I catch public transport practically every day, certainly every work day. Here in Melbourne, in the inner suburbs, it is relatively easy to get anywhere by train, tram or bus. To get to and from work I catch all three; two trams, one train and a bus. It takes me about an hour to get to work and I spend almost every minute of that time reading. If I drove to work, I would miss out on those two hours a day to read. I read mostly on my Kindle because it is lightweight and easy to fit into my bag. But I also read library books, often regretting their size and weight as I balance them on top of my lunch, between my wallet and water bottle. I bought a bigger bag, so I could fit everything in it.
I’m not alone with my reading habit, so many people on public transport read and, although I’ve seen several Kindles, most of them read real books, the majority paperbacks. In the past I expected to see more people on their phones, there are a few of them, but the us readers outnumber them. Sometimes I try to see what other people are reading. Yes, I’m that woman on the tram or train who cranes her neck toward you, or bends too far forward or leans way too far back to try to see what you are reading. I’m not often successful.

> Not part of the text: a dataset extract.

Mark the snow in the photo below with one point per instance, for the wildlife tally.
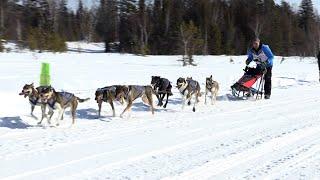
(233, 139)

I am always running for trams and trains, not so much buses. Despite living near St Kilda Road, which has almost continuous trams scheduled during peak hours, I still feel the urge to run to catch the one which is nearly ready to pull away from the stop. It must be the sense of achievement I feel as I hang onto the handle and drag myself up the stairs, puffing and panting and looking anything except controlled.
I enjoy travelling on public transport, but I have one major complaint. Rarely do I hop on a mode of public transport which looks as if it has been regularly cleaned. If anything, the buses are cleaner than the trains which are cleaner than the trams, which are almost always disgusting. I doubt the seats in the trams have ever been steam cleaned and I’m certain the handles, seat rims and poles have never been wiped down. Sometimes they are so sticky it is impossible to hold on.
I’ve travelled through a few countries in Europe where the public transport is immaculate. Germany is one of them. If only the Victorian government would insist on cleanliness as part of the tender for the public transport system. After all, as a city which is noted as “the most liveable city” for seven years running, would be fabulous if it could also claim to be the cleanest. In my opinion, that goes for the streets as well as the public transport.
Mind you, the population of Melbourne who live in the outer suburbs would simply like to have reliable public transport, clean or not.